D. Limitations on Individual Rationality
In this part, the author explores the existent uncertainty in the political decision making process, in contrast to the assumptive perfect certainty in individual market choice.
On the one hand, the individual participant has no way of knowing the final outcome. This uncertainty in political choice seems to limit the original rational individual behavior to some significant extent. On the other hand, the individual loses the sense of decision-making responsibility that is inherent in private choice. In collective choice process there is no such thing as a precise relationship between individual action and result, in contrast with private choice process. Consequently, we should not expect models, based on the assumption of rational individual behavior, to be completely invariant as they are applied to the market or economic choices.

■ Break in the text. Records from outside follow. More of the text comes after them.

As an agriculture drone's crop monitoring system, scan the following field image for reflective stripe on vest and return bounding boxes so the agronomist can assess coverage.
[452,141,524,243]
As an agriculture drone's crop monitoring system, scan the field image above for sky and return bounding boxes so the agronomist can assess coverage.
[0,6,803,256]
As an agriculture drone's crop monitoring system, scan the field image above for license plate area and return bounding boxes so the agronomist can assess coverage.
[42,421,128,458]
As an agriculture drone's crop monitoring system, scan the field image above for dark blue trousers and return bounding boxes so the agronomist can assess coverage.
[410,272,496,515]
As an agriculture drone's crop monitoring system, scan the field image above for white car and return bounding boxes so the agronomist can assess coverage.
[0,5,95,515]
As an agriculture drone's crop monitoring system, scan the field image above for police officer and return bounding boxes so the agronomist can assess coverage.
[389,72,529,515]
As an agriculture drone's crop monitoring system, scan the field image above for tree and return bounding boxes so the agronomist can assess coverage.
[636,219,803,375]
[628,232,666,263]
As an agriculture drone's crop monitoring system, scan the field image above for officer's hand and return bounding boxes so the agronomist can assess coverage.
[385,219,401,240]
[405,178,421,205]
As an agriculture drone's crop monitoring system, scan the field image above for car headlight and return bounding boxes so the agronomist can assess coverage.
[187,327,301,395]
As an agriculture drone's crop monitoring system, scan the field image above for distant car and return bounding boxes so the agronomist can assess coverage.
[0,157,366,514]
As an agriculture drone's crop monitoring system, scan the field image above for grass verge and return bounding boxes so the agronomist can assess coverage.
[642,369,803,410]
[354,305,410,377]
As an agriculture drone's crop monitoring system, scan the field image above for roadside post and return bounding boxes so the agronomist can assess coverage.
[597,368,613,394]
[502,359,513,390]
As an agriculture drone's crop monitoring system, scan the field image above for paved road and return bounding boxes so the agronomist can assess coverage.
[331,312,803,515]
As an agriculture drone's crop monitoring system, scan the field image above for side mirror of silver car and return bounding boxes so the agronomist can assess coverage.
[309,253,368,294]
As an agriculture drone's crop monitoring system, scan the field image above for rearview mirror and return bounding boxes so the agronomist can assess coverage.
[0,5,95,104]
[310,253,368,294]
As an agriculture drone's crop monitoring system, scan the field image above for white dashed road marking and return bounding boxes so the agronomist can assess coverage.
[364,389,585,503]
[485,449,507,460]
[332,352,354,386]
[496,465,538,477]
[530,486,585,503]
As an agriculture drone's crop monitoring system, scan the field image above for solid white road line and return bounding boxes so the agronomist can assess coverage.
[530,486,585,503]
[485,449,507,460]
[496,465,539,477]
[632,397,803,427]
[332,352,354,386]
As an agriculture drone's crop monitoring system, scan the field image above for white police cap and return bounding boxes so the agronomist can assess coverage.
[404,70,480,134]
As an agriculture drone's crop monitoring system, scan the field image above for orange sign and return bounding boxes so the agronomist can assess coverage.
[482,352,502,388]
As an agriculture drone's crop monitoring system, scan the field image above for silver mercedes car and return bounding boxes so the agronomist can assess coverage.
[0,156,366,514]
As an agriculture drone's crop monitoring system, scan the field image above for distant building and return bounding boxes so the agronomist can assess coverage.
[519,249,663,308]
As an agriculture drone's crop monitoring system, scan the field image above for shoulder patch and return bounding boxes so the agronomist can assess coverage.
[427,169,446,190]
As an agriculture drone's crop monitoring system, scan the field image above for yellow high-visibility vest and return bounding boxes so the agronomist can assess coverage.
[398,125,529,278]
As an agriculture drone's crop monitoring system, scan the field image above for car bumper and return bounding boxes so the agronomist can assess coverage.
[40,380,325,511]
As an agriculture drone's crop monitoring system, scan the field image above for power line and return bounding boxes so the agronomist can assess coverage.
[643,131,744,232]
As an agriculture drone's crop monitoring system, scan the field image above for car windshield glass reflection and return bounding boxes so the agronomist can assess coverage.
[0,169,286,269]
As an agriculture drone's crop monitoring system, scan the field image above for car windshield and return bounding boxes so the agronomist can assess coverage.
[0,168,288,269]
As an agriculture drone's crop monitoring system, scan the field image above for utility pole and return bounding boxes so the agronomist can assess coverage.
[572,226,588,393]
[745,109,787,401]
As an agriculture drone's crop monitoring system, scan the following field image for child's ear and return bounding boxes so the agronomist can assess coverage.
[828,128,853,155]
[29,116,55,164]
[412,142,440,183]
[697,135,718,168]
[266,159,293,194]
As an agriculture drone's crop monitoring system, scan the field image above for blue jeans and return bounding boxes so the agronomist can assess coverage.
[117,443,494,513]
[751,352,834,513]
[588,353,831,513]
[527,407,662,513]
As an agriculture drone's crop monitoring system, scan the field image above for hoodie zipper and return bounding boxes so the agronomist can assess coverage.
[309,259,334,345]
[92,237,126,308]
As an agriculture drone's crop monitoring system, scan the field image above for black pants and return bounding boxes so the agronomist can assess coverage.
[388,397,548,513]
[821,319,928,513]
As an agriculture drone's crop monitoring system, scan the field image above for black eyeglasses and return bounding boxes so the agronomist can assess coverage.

In response to these limitations on individual rationality, the author indicates that we can actually reduce them to some extent in the continuous process of collective choice. Each unique decision represents only one link in a long-time chain of social action. He also mentions, through some form of exchange or trade, the limitation of uncertainty can be neutralized. For instance, if the vote of the individual choice is recognized as being subject to exchange for the votes of other individuals in later choices, uncertainty is eliminated. As a result, despite some limitations of the model, we should yet stick to the individual rationality approach as our analytical tool.

E. Conclusion
In chapter four, the author firstly introduces the individual and collective rationality as two respective approaches, the former as a major thesis of the chapter as well as the book. Subsequently, he provides the reader with a brief brush-up of rational individual behavior in the economic theory, as a foundation of the later collective choice analysis. After the economical interpretation in the second section, he starts the political implication for the collective choice, i.e. the consumer’s individual choice pattern is similar to the citizen’s collective-choice process. Lastly, although there are limitations on the model of individual rationality, the model is undoubtedly worth being applied.

II. Self-Questioning & Discussion
1. How to define “the decision making unit”?
2. What is the economical analysis of individual rationality? And what is the interconnection between the economical and political individual rationality?
3. How does the author derive the collective choice model from individual rationality?
4. What are the limitations of individual rationality model? Do you think they are major or minor limitations?
5. Do the author’s further accounts of the limitations factually eliminate the uncertainty?